Unlikely bluesman scoops the prize that helped launch Adele

Rag’n’Bone Man … Pictured with his award.
Rag’n’Bone Man … Pictured with his award. Photograph: jminternational.com

Rag'n'Bone Man wins 2017 Brits critics' choice award

Unlikely bluesman scoops the prize that helped launch Adele

Sussex hip-hop bluesman Rag’n’Bone Man has been named the Brits critics choice winner for 2017. The award is often seen as a guarantee of future success, having previously been won by the likes of Adele, Florence + the Machine, Sam Smith and James Bay, among others – though the 2016 winner, Jack Garratt, underachieved by those standards.

Unsurprisingly, the singer pronounced himself pleased with the award. “I thought they had made a mistake. I was up against two pop giants. It’s bloody brilliant! I’m crazy happy. Proper massive grin.”

What’s unusual about Rag’n’Bone Man – real name Rory Graham – is that he’s hardly the ingenue new talent awards normally celebrate. Now 31, he has been making music in one form or another since his teens, and became a full-time musician after signing a publishing deal with Warner Chappell in 2013.
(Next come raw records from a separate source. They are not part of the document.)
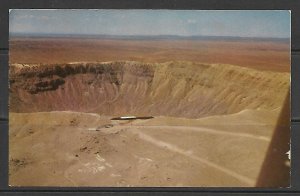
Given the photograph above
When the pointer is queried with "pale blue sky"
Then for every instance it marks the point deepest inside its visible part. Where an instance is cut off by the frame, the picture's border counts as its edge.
(152, 22)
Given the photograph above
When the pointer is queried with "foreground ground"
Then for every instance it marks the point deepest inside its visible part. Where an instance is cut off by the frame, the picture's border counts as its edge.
(77, 149)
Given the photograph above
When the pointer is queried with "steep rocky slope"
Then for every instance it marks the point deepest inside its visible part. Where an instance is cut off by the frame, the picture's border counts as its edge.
(181, 89)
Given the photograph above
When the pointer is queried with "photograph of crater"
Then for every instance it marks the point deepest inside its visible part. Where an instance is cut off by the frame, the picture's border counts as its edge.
(149, 98)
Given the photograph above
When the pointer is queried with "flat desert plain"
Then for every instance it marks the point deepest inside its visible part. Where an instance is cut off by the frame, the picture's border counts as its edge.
(215, 105)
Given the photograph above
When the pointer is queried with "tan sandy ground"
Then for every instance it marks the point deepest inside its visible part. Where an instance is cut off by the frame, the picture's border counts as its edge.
(64, 149)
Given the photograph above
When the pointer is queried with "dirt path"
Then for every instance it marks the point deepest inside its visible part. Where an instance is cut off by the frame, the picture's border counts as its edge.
(202, 129)
(173, 148)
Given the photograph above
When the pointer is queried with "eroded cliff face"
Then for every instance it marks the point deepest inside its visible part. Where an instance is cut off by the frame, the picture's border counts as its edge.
(180, 89)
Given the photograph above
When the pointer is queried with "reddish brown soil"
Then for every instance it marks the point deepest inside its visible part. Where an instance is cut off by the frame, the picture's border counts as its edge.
(264, 55)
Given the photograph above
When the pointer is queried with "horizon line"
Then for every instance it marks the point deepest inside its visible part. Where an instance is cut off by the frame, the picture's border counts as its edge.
(137, 35)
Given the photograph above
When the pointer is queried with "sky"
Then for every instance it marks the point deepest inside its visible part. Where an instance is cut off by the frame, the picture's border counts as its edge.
(270, 24)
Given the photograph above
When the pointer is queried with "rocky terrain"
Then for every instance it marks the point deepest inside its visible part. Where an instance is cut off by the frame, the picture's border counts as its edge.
(180, 89)
(212, 123)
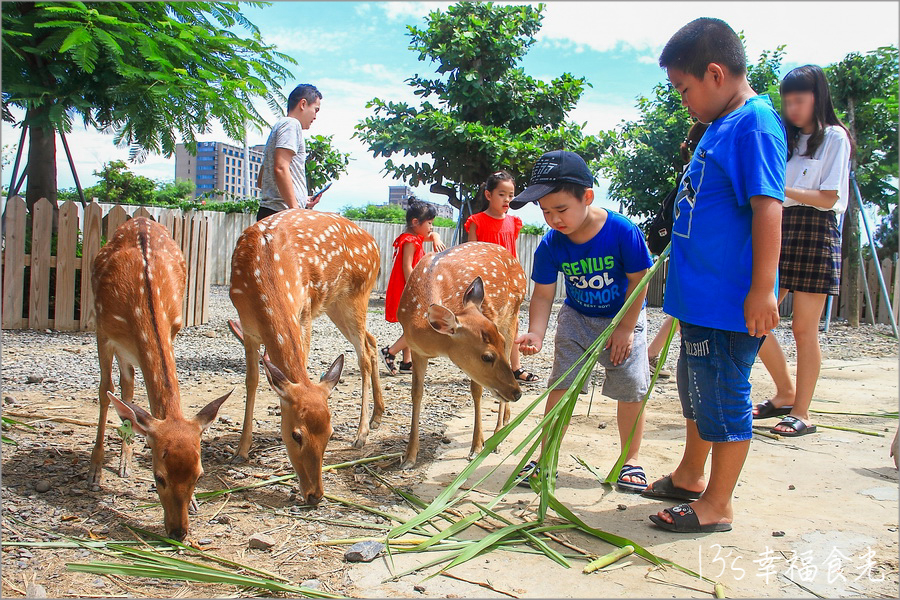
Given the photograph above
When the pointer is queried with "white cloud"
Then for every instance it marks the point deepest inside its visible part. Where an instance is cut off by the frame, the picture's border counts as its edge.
(818, 33)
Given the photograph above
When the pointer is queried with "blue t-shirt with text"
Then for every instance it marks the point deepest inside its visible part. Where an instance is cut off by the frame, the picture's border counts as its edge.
(741, 155)
(595, 271)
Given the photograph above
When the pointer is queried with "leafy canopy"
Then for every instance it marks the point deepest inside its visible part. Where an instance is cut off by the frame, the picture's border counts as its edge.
(144, 70)
(644, 160)
(480, 112)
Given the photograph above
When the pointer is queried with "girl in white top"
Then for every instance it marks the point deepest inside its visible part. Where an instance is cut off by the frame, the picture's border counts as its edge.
(816, 191)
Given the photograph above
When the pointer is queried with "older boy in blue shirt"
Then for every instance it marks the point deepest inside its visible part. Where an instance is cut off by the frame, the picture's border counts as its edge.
(722, 271)
(603, 257)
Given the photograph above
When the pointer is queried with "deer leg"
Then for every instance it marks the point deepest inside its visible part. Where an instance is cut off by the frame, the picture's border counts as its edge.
(251, 354)
(377, 395)
(478, 432)
(126, 383)
(95, 474)
(420, 363)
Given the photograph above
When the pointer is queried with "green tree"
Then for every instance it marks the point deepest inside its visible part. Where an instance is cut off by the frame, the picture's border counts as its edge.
(864, 89)
(149, 71)
(324, 163)
(644, 160)
(481, 112)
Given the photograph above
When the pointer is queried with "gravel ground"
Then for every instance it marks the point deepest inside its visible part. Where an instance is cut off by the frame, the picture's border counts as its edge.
(56, 374)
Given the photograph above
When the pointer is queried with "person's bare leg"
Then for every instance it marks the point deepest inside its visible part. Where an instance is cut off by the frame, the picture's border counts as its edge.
(655, 346)
(626, 415)
(690, 472)
(773, 359)
(714, 506)
(807, 311)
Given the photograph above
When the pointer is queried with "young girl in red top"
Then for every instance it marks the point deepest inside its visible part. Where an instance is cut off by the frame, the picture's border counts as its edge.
(408, 251)
(495, 226)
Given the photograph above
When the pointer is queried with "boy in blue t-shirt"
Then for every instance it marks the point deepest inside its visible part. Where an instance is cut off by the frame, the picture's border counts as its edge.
(722, 270)
(603, 257)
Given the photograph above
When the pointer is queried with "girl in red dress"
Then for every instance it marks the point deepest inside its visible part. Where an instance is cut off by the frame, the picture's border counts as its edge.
(408, 251)
(494, 225)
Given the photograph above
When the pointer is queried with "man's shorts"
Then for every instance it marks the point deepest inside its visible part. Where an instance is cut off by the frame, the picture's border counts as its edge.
(713, 378)
(627, 382)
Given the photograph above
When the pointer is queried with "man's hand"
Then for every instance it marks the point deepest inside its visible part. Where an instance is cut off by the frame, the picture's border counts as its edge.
(529, 343)
(620, 344)
(437, 242)
(760, 312)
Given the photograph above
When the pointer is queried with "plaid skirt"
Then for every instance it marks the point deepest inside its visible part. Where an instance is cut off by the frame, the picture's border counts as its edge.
(810, 251)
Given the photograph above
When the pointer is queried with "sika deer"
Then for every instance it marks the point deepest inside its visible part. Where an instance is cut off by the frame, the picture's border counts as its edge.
(138, 281)
(287, 269)
(463, 303)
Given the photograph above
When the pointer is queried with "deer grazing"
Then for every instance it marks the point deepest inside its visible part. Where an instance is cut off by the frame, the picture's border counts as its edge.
(463, 303)
(286, 270)
(138, 281)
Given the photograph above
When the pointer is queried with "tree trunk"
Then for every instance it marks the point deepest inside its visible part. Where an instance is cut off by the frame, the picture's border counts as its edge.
(41, 160)
(850, 267)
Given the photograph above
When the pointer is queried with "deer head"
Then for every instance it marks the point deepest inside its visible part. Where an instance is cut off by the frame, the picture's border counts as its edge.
(478, 348)
(305, 423)
(175, 448)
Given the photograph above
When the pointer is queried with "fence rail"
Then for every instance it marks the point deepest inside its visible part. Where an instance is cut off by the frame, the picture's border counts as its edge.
(208, 239)
(50, 288)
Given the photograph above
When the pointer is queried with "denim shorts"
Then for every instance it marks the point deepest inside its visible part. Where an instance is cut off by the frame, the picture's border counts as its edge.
(626, 382)
(713, 378)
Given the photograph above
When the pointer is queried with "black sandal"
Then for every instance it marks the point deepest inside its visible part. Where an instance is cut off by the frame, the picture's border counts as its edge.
(389, 361)
(529, 376)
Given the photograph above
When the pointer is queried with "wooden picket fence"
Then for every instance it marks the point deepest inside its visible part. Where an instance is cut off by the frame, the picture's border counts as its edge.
(43, 289)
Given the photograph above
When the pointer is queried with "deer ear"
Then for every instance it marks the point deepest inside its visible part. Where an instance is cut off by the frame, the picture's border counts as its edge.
(277, 379)
(333, 374)
(474, 293)
(209, 412)
(442, 319)
(141, 421)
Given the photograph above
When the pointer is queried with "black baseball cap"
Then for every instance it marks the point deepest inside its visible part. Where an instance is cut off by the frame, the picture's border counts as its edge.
(550, 170)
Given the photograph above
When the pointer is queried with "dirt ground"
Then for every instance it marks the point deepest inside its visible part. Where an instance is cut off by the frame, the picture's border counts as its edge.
(832, 492)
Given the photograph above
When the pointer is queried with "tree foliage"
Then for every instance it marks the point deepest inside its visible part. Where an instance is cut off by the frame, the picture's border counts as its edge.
(149, 72)
(480, 112)
(644, 160)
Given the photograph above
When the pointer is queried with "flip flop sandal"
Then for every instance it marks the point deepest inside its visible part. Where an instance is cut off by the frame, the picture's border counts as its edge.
(664, 488)
(685, 521)
(767, 410)
(631, 486)
(389, 361)
(797, 427)
(528, 471)
(529, 376)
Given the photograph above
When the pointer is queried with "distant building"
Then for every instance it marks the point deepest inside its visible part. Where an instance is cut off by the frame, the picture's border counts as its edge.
(218, 166)
(401, 194)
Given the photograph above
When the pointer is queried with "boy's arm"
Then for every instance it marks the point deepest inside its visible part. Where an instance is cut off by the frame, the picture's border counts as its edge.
(538, 317)
(761, 306)
(622, 339)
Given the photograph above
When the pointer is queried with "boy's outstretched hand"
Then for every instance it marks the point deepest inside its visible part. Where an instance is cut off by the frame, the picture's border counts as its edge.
(620, 344)
(529, 343)
(760, 312)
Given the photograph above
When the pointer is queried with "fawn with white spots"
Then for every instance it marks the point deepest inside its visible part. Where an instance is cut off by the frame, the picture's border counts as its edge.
(287, 269)
(138, 282)
(463, 303)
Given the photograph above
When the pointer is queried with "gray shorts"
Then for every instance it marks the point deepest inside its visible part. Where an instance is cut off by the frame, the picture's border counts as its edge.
(627, 382)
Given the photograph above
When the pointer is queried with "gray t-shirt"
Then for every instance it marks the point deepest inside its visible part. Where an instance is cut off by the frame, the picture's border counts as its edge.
(286, 133)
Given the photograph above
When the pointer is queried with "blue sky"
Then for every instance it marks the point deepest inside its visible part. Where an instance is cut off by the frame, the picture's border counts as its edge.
(354, 51)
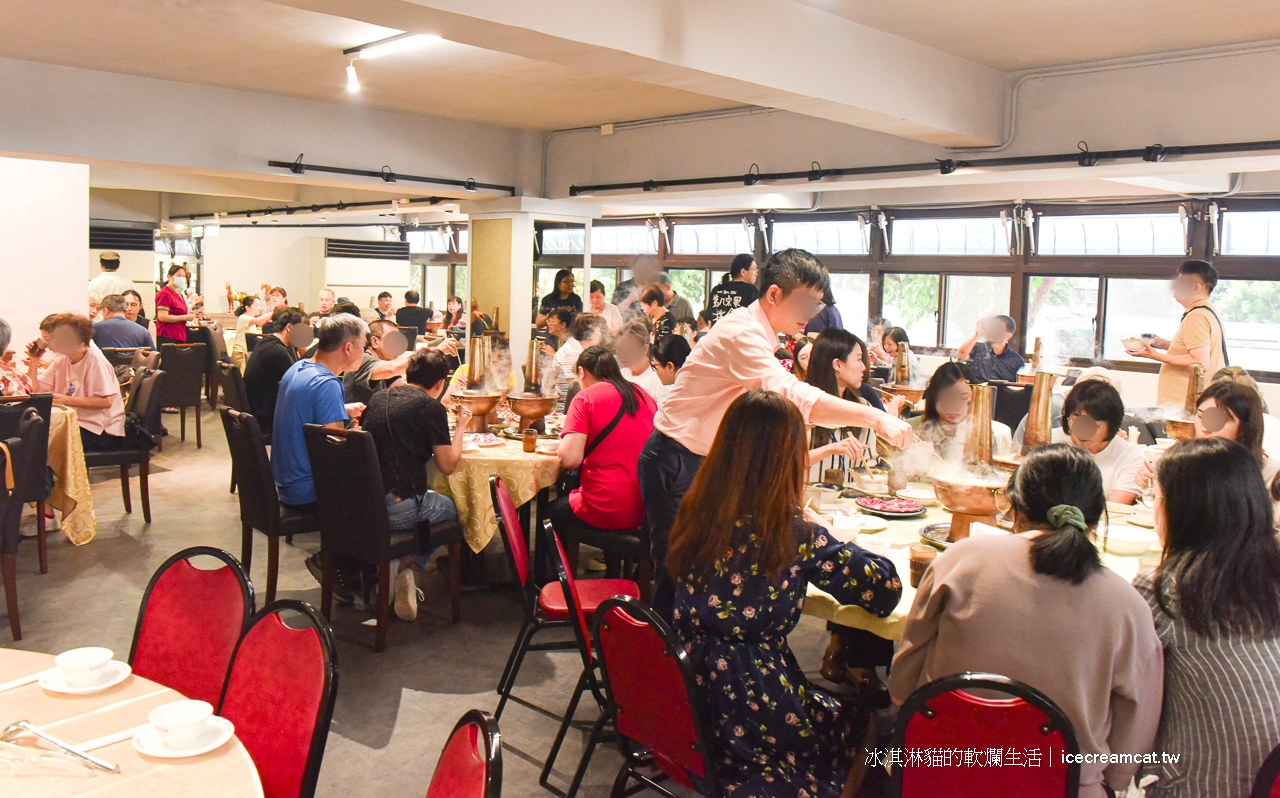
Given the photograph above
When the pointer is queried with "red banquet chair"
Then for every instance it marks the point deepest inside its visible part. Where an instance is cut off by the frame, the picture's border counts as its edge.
(1266, 784)
(190, 621)
(470, 765)
(944, 715)
(577, 601)
(279, 693)
(653, 701)
(543, 609)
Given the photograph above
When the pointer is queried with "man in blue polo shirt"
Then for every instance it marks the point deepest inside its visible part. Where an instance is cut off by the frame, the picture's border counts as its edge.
(311, 393)
(992, 359)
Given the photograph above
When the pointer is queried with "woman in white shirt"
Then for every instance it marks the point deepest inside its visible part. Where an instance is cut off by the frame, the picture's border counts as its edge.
(1092, 415)
(250, 314)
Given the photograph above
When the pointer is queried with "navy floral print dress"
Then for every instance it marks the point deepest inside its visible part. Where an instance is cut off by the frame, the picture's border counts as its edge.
(778, 737)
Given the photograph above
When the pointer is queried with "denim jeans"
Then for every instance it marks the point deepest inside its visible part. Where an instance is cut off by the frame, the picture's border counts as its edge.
(405, 514)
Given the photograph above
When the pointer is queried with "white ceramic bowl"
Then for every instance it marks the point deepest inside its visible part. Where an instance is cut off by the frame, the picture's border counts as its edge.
(1129, 539)
(181, 723)
(83, 666)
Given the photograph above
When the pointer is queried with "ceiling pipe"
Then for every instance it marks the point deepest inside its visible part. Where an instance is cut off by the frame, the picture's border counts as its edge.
(387, 176)
(1083, 156)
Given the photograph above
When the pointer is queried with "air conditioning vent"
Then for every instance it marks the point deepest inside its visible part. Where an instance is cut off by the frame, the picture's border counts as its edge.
(131, 238)
(376, 250)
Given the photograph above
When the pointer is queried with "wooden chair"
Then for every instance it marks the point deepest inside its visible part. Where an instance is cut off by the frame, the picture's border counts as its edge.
(145, 404)
(351, 502)
(190, 621)
(184, 365)
(260, 504)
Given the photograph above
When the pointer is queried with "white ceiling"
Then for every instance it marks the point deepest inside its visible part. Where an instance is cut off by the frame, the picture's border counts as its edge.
(1014, 35)
(266, 48)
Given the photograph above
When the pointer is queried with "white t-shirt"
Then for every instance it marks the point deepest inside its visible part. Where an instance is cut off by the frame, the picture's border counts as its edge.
(1119, 464)
(648, 379)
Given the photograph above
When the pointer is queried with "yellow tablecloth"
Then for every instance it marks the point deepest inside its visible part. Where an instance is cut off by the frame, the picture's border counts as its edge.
(72, 495)
(524, 473)
(227, 771)
(900, 536)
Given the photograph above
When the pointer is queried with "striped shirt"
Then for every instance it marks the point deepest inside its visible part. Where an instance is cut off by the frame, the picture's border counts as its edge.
(1221, 712)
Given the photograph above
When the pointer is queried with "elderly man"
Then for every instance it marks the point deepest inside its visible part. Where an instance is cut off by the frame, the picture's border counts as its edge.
(108, 282)
(626, 296)
(676, 304)
(735, 358)
(115, 329)
(992, 359)
(1198, 340)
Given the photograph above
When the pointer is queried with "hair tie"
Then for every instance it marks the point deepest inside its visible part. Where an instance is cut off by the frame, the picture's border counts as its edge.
(1066, 515)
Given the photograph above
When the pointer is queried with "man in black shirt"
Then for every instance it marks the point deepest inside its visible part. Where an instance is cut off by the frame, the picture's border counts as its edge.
(992, 359)
(410, 427)
(414, 315)
(270, 359)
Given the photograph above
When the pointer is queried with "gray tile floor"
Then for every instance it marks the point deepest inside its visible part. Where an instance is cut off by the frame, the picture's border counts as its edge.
(396, 708)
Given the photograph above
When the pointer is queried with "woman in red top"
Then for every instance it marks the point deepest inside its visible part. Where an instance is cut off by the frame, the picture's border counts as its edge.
(172, 313)
(609, 496)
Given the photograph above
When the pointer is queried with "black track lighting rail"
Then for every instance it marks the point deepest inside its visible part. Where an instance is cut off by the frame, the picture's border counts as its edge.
(1083, 156)
(387, 176)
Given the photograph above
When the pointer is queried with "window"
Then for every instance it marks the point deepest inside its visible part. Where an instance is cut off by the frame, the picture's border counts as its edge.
(1251, 319)
(437, 285)
(1112, 235)
(912, 302)
(850, 292)
(624, 240)
(949, 237)
(713, 238)
(821, 237)
(1063, 311)
(1251, 232)
(433, 240)
(1137, 306)
(608, 278)
(691, 285)
(972, 297)
(563, 241)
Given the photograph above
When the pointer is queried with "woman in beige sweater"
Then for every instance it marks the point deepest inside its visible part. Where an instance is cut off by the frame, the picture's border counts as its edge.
(1040, 607)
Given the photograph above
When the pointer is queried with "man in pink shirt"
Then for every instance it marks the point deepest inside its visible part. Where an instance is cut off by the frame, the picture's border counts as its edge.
(737, 356)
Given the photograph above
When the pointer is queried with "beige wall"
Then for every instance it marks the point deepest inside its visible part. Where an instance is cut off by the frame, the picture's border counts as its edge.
(44, 237)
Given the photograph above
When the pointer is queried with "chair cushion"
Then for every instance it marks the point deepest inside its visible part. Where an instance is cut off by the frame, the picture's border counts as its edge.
(590, 592)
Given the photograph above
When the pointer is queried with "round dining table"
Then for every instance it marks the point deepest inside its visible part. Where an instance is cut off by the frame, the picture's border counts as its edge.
(227, 771)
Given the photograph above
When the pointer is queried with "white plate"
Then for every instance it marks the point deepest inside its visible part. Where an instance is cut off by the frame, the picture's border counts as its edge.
(147, 741)
(115, 673)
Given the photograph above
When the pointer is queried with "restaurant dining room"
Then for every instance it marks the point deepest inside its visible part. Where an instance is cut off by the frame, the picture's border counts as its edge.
(782, 399)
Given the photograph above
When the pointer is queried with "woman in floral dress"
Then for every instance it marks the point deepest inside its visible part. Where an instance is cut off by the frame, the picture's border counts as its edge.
(741, 553)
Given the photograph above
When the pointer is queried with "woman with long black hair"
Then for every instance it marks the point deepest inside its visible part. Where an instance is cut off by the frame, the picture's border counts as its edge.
(741, 553)
(1038, 606)
(1216, 602)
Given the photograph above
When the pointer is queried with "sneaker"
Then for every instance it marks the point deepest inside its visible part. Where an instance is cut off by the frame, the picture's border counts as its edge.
(341, 591)
(407, 594)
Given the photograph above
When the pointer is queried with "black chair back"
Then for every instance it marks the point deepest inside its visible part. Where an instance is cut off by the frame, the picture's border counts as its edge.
(260, 504)
(30, 472)
(351, 501)
(234, 393)
(184, 364)
(119, 356)
(1013, 404)
(145, 359)
(219, 341)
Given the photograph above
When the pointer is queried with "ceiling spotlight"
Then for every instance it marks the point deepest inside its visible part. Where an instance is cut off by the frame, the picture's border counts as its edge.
(392, 44)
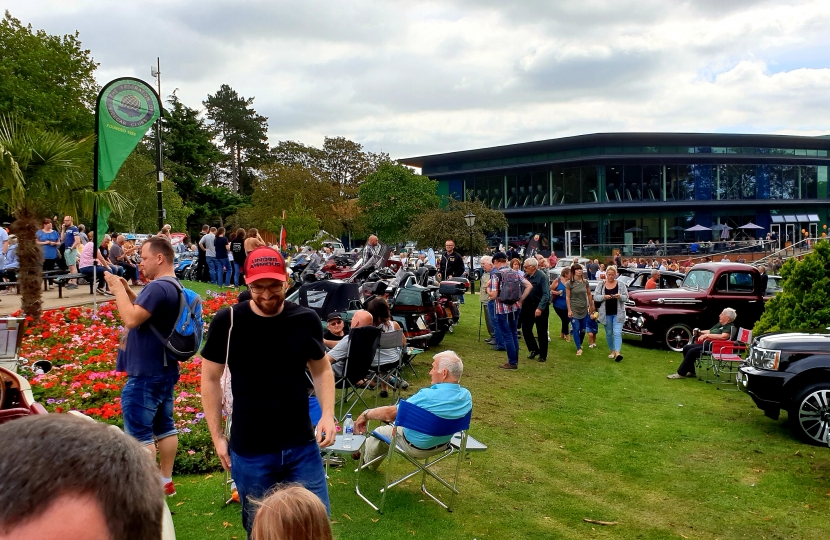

Though billed as an EP, his 2014 release Wolves is long enough – just short of half an hour – to count as an album, and after it was rereleased following his signing to Sony, it grazed the charts in several European countries.

Pinterest
Video: watch Rag’n’Bone Man perform Human

In summer 2016, he released the single Human, co-written with Jamie Hartman, which became a major hit across Europe, topping the charts in Austria, Belgium, Germany, Hungary, Slovakia and Switzerland and reaching No 11 in the UK. His debut album, also called Human, follows in February 2017.

He is a winning and unusual live performer, too – sometimes appearing with the rapper Stig of the Dump, with whom he combines on a modernised version of the standard House of the Rising Sun. He will be appearing on Jools Holland’s annual Hootenanny on BBC2 on new year’s eve.

Rag’n’Bone man defeated pop acts Dua Lipa and Anne-Marie to win the award. His style is unusual, in that it combines modern production with what sounds like the voice of a weathered blues singer from the deep south. The addition of Hartman as a co-writer, however, shows his move to Sony is moving him away from the more underground scene he used to be part of, and towards the mainstream. Hartman, who had chart success with the group Ben’s Brother, is also an award-winning songwriter for others, contributing work to Kylie Minogue, Birdy, James Bay and Anastacia among many others.